Final thoughts and trade setups
The Qs look like they’ll push to new all-time highs this week. We’re long and will be adding when given setups to do so.

One thing I’m tracking closely is breadth.
I mentioned above that while our breadth aggregator is still in bullish territory, we’re seeing some individual components beginning to slide.
Here’s the % of SPX members above their 50 and 200-day moving averages. They’ve both come down off their highs and are currently trending lower. But, overall, they’re still quite strong. I’d become more concerned if we see the 50d (tan line) break sharply down towards the lower horizontal.
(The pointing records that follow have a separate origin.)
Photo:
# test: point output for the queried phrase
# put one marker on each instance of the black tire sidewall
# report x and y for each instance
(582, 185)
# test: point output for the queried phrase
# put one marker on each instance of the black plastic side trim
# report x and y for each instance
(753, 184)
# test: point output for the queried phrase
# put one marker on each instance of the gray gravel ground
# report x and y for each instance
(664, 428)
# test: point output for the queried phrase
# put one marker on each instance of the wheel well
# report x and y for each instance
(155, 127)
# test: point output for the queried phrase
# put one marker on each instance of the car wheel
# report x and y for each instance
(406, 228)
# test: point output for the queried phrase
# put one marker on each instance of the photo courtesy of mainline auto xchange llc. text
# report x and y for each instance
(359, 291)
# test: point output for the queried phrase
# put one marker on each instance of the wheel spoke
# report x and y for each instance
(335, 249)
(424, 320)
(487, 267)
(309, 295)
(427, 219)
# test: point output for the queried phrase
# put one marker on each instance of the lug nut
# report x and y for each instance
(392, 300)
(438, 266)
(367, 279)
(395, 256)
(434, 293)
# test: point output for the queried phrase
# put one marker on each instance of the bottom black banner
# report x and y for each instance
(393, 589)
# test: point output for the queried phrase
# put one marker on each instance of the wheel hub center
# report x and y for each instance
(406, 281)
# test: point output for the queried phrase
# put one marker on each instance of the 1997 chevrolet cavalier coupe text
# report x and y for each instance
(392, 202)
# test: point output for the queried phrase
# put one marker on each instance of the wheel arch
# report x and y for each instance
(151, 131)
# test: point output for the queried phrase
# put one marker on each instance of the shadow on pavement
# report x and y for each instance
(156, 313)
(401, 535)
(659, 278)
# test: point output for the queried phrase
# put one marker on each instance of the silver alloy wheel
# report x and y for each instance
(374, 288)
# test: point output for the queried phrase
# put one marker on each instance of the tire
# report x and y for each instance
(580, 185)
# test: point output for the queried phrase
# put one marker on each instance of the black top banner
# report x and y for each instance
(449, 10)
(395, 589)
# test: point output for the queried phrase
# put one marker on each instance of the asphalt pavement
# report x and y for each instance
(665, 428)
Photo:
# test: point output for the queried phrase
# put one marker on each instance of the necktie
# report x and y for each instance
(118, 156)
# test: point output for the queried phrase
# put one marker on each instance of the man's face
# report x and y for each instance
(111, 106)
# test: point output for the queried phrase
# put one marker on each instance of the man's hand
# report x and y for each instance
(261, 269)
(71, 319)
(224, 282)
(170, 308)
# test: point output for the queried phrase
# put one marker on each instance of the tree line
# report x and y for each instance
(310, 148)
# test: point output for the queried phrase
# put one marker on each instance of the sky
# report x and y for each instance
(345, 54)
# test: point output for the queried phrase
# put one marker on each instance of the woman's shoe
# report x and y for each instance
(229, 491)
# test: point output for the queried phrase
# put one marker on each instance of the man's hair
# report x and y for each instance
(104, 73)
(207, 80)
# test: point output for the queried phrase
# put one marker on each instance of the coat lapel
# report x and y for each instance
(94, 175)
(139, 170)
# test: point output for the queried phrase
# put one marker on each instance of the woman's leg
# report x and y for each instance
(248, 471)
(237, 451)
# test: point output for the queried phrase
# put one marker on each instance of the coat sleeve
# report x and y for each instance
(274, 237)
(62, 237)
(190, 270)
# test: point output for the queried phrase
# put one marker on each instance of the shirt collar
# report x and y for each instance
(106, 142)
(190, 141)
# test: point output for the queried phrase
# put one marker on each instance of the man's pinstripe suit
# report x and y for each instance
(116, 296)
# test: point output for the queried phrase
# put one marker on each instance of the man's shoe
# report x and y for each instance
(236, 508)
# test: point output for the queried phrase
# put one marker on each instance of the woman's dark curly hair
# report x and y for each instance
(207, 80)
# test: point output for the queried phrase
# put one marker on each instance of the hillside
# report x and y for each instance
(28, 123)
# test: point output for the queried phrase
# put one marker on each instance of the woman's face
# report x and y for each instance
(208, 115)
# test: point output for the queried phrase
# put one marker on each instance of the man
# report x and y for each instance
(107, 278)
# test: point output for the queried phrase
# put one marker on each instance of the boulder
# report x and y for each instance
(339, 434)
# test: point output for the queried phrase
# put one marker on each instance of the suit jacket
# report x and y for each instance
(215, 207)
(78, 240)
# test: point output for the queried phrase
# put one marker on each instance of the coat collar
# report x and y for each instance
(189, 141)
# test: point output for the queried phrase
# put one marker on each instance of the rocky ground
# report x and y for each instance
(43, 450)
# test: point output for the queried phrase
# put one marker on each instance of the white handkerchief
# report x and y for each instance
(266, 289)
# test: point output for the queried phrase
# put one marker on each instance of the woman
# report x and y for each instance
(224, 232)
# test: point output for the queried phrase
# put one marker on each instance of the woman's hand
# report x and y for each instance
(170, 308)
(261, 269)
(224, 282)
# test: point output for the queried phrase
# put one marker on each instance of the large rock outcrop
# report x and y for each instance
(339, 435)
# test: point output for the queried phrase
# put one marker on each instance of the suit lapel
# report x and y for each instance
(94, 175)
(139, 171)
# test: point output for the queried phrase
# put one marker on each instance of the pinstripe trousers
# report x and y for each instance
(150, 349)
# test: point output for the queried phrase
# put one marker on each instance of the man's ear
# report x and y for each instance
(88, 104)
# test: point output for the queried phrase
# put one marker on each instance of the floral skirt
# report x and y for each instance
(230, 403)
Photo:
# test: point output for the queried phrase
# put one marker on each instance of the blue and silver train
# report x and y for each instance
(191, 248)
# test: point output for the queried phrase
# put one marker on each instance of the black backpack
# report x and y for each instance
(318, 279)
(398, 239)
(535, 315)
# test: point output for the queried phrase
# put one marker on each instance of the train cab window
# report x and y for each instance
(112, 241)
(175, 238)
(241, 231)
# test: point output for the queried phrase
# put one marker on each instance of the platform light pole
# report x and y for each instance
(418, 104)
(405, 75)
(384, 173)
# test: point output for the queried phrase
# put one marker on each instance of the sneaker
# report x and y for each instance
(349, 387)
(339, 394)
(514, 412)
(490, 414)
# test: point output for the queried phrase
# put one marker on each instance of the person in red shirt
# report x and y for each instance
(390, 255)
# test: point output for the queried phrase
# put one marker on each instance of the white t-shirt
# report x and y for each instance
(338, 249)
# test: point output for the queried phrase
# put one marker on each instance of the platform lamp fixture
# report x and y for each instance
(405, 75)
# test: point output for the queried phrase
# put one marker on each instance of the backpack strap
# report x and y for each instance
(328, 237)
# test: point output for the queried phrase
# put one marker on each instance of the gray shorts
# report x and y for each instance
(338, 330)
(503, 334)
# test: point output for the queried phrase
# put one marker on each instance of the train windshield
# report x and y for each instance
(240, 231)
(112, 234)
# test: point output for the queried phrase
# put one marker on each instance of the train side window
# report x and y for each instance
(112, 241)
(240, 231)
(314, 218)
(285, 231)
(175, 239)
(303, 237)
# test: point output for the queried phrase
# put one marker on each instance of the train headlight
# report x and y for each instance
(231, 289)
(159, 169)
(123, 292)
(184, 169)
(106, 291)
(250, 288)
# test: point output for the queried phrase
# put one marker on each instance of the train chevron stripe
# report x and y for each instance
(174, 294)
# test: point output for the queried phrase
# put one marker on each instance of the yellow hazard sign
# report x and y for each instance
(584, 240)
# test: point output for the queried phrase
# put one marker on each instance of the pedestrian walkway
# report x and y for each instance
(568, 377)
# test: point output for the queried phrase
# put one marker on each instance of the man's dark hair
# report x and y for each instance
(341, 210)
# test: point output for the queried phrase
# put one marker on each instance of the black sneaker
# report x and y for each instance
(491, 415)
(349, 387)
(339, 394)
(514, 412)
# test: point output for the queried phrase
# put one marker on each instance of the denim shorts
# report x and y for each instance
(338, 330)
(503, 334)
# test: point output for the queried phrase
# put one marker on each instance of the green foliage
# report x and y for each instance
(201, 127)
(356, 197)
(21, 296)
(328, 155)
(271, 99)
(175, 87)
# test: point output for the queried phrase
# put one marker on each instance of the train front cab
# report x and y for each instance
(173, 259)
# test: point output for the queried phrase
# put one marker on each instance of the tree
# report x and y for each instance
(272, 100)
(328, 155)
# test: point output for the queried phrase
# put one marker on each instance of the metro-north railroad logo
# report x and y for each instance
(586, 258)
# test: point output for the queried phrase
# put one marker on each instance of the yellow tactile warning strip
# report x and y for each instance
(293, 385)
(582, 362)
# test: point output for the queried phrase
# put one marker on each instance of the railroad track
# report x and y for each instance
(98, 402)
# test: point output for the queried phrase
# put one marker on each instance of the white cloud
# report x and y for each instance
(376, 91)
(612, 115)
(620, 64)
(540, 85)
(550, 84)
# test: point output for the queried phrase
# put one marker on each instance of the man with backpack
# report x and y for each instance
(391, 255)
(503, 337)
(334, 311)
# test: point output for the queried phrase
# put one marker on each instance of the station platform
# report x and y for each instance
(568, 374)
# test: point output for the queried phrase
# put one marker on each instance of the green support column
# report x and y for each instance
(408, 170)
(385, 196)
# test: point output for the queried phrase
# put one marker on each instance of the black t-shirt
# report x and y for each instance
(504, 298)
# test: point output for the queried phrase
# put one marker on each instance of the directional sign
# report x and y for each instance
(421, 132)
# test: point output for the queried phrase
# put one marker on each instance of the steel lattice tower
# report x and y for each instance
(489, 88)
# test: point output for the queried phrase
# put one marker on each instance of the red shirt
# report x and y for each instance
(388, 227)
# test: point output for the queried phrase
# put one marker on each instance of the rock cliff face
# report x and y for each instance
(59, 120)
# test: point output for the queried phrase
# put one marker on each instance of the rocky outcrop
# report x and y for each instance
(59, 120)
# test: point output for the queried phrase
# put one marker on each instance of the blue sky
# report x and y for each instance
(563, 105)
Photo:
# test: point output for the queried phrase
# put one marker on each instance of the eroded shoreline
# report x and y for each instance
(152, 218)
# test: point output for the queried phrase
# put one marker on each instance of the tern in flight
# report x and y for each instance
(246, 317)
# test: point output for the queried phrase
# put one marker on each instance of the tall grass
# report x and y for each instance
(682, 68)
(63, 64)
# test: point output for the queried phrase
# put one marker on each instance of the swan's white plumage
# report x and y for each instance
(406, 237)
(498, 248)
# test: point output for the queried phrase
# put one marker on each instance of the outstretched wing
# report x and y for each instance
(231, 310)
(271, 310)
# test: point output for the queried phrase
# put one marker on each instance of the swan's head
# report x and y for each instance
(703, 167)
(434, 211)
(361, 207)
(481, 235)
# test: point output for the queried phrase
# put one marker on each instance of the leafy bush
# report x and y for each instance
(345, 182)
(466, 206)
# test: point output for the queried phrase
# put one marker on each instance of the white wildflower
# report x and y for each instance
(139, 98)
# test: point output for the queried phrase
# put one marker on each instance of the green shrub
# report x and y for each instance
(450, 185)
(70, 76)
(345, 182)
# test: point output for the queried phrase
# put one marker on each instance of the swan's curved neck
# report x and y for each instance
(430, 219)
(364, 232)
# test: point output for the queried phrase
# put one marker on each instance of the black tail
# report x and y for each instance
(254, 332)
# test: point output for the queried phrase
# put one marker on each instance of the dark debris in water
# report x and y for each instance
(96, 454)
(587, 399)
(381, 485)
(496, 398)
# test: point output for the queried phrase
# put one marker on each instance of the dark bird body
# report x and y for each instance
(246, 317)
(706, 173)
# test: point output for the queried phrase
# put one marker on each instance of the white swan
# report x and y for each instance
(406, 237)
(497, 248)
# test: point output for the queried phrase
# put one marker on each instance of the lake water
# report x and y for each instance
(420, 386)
Russell 3K breadth tends to give a better lead since it’s a larger universe of stocks. We see a bit more deterioration here, but not enough to want to turn defensive, yet. So, just something for us to keep an eye on.

I’d been writing about the developing long opportunity in the Nikkei for a few months now. It looks like the 18-month sideways range has finally completed with a breakout and an all-time closing high last week.
We were bucked out of our first long attempt two weeks ago, but we’ll be taking another swing this week.

I think crypto will be the play over the next two months.
ETHUSD is breaking out from a 4-year symmetrical triangle. The measured move target on this is 6,500+. We are long and will be looking to add.

Gold has stopped us out on breakout failures to both the upside and downside over the past month. But the compression regime continues to develop, and we’ll gladly take another setup if one comes.

We’ve significantly pared back our single-name equity risk over the past two weeks. Now our book is barbellled in long NQ/ES/BTC/ETH with long GDX/REMX/SHLD/MXN/EUR.
Another area of the market we’re looking at is Lithium (LIT ETF pictured below).
LIT fell nearly 70% from its 21’ peak to its bottom earlier this year.
I’m willing to bet that this is the cycle low for the sector.

SLI fell over -90% and is attempting to break out from its 18-month base.

Same with PMET.

There’s a lot of deep value in this space.
Brandon has some favorites that he’ll be sharing with the group soon.
That’s all I got for now.
Stay frosty and keep your head on a swivel.